The value of liturgical prayer

Daily Reading for November 12 • Charles Simeon, priest, 1836

But we must go further, and say, that the use of the Liturgy is equally expedient still. Of course, we must not he understood as speaking of private prayer in the closet; where though a young and inexperienced person may get help from written forms, it is desirable that every one should learn to express his own wants in his own language; because no written prayer can enter so minutely into his wants and feelings as he himself may do: but in public, we maintain, that the use of such a form as ours is still as expedient as ever. To lead the devotions of a congregation in extempore prayer is a work for which but few are qualified. An extensive knowledge of the Scriptures must be combined with fervent piety, in order to fit a person for such an undertaking: and I greatly mistake if there be found a humble person in the world, who, after engaging often in that arduous work, does not wish at times that he had a suitable form prepared for him.

That the constant repetition of the same form does not so forcibly arrest the attention as new sentiments and expressions would do, must be confessed: but, on the other hand, the use of a well-composed form secures us against the dry, dull, tedious repetitions which are but too frequently the fruits of extemporaneous devotions. Only let any person be in a devout frame, and he will be far more likely to have his soul elevated to heaven by the Liturgy of the Established Church, than he will by the generality of prayers which he would hear in other places of worship: and, if any one complain that he cannot enter into the spirit of them, let him only examine his frame of mind when engaged in extemporaneous prayers, whether in public, or in his own family; and he will find, that his formality is not confined to the service of the Church, but is the sad fruit and consequence of his own weakness and corruption.

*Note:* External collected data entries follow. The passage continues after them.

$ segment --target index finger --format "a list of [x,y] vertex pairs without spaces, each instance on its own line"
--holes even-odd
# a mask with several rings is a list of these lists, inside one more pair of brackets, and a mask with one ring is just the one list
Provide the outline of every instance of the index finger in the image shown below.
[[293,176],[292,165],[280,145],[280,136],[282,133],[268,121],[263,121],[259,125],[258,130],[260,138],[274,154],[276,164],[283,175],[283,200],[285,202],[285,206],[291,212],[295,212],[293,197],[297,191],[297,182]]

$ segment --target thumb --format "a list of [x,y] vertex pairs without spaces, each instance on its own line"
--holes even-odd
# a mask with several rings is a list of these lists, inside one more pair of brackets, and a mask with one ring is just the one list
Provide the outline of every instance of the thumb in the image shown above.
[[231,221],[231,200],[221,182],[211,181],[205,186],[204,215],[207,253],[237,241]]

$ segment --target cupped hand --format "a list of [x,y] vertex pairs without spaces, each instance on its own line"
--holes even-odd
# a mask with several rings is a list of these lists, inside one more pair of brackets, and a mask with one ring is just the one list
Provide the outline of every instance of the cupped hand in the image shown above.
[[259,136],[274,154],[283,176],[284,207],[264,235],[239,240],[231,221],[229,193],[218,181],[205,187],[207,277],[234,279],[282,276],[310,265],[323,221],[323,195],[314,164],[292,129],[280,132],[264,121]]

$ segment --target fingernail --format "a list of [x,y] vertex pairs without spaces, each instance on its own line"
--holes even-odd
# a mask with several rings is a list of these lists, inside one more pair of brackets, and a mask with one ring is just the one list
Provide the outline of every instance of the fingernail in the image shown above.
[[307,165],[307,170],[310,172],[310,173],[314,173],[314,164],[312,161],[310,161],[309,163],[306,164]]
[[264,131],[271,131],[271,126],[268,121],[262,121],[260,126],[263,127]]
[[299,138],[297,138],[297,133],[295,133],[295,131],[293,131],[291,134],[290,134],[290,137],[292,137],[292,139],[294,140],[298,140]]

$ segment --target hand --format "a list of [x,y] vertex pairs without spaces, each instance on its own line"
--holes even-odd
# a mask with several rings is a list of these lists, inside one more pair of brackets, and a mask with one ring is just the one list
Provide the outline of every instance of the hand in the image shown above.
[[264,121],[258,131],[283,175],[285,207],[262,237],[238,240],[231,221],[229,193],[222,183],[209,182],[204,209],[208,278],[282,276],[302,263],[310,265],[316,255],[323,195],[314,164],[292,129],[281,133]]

Here it may not be amiss to rectify the notions which are frequently entertained of spiritual edification. Many, if their imaginations are pleased, and their spirits elevated, are ready to think, that they have been greatly edified and this error is at the root of that preference which they give to extempore prayer, and the indifference which they manifest towards the prayers of the Established Church. But real edification consists in humility of mind, and in being led to a more holy and consistent walk with God: and one atom of such a spirit is more valuable than all the animal fervour that ever was excited. It is with solid truths, and not with fluent words, that we are to be impressed; and if we can desire from our hearts the things which we pray for in our public forms, we need never regret, that our fancy was not gratified, or our animal spirits raised, by the delusive charms of novelty.

From Sermon II in The Excellency of the Liturgy, in Four Discourses preached before the University of Cambridge in November 1811, by the Rev. Charles Simeon, M.A. (New York: Eastburn, Kirk, and Co., 1813).